TMEP 1715.04: Information for Parties Filing Letter of Protest

This is the October 2015 Edition of the TMEP

Previous: §1715.03(e) | Next: §1715.04(a)

1715.04    Information for Parties Filing Letter of Protest

Third parties who object to the registration of a mark in a pending application must never contact an examining attorney directly, either by telephone or in writing. Instead, they may submit a written request to the USPTO entitled “LETTER OF PROTEST.” The Office recommends that letters of protest be filed electronically via the Trademark Electronic Application System (“TEAS”). See TMEP §1715.04(a). A separate letter of protest, including relevant evidence, must be submitted for each application being protested. Each letter of protest must include the name and address of the protestor so that a response may be sent.

If the letter of protest is accepted, only evidence relevant to examination of the mark, or the registration numbers or pending application serial numbers raised as potential cites, are forwarded to the examining attorney. Therefore, the letter of protest should include only a simple statement of the proposed legal grounds for refusing registration or making a requirement, with succinct, factual, objective evidence to support the refusal or requirement, and should not include arguments. If the evidence is not included, the letter of protest will be denied.

Note that a letter of protest should not include information or evidence concerning prior use, actual confusion, or fraudulent activity. These are not appropriate grounds for refusing registration during ex parte examination and must be addressed in an inter partes proceeding before the Trademark Trial and Appeal Board or a civil court. See TMEP §1715.01 for appropriate and inappropriate subjects to be raised in letter of protest.

The type of evidence relevant to the examination of the mark depends upon the nature of the objection raised. For example, if an objection is filed on the basis that a mark, or portion of a mark, is descriptive or generic, the protestor must submit factual, objective evidence, such as descriptive or generic use by others or excerpts from the dictionary showing the meaning of the mark. Merely submitting a list of web sites is not sufficient, and a letter of protest that only includes such a list will be denied. If third-party registrations are offered to show that the mark or a portion of the mark is descriptive, generic, or so commonly used that the public will look to other elements to distinguish the source of the goods or services, a mere list of the registrations or copy of a search report is not proper evidence of such registrations. Rather, copies of the registrations or the electronic equivalent thereof (i.e., printouts or electronic copies of the registrations taken from the electronic database of the USPTO) must be submitted. See TMEP §1207.01(d)(iii).

Generally, if an objection is based on a likelihood of confusion with existing federally registered marks or prior pending applications, and the goods and/or services are identical, third parties need only submit the relevant registration or application serial number(s).
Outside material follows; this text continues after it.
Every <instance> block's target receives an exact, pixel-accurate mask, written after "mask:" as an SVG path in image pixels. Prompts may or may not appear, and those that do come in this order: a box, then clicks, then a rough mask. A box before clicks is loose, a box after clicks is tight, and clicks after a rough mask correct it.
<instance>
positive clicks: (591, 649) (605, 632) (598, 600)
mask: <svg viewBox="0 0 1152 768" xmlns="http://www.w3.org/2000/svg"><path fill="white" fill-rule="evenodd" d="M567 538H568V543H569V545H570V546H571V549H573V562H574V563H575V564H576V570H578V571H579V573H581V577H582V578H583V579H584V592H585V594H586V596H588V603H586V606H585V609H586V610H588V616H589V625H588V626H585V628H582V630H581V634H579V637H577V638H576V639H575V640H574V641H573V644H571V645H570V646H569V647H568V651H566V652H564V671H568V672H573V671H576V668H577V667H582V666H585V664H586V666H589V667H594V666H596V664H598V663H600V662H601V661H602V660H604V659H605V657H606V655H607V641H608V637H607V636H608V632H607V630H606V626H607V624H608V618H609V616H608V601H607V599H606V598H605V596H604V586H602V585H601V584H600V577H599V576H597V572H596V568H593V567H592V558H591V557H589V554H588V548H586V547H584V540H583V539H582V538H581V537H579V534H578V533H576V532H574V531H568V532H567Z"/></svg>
However, if there are multiple registration or application serial numbers that the protestor wants to be brought to the attention of the examining attorney, it is recommended that a chart listing the registration or serial numbers, the marks, and the goods and/or services be included. Such a chart must be provided on plain paper (not letterhead) or a PDF file with a plain background. To maintain the integrity of the ex parte examination process, the chart must not identify the protestor or its representatives or contain any arguments or persuasive language. If the goods and/or services are not identical, evidence of the relatedness of the goods and/or services must be included. Such evidence may include advertisements showing that the relevant goods/services are advertised together or sold by the same manufacturer or copies of registrations showing that such goods/services emanate from the same source. Note that a list of registration numbers, a chart containing the registration numbers and identified goods/services, or a copy of a search report is not proper evidence to show the relatedness of the goods or services in the registrations. Rather, copies of the registrations or the electronic equivalent thereof (i.e., printouts or electronic copies of the registrations taken from the electronic database of the USPTO) must be submitted. See TMEP §1207.01(d)(iii).

A separate itemized index must accompany any submission of evidence exceeding 75 pages or the letter of protest may not be considered. Moreover, the Office encourages the use of an index in all letters of protests that contain multiple forms of evidence as its aids in the consideration of the details of all the evidence provided by the protestor. The index must be provided on plain paper (not letterhead), or a PDF file with a plain background, and contain a concise factual description of each category or form of evidence included. To maintain the integrity of the ex parte examination process, the index must not identify the protestor or its representatives or contain any arguments or persuasive language.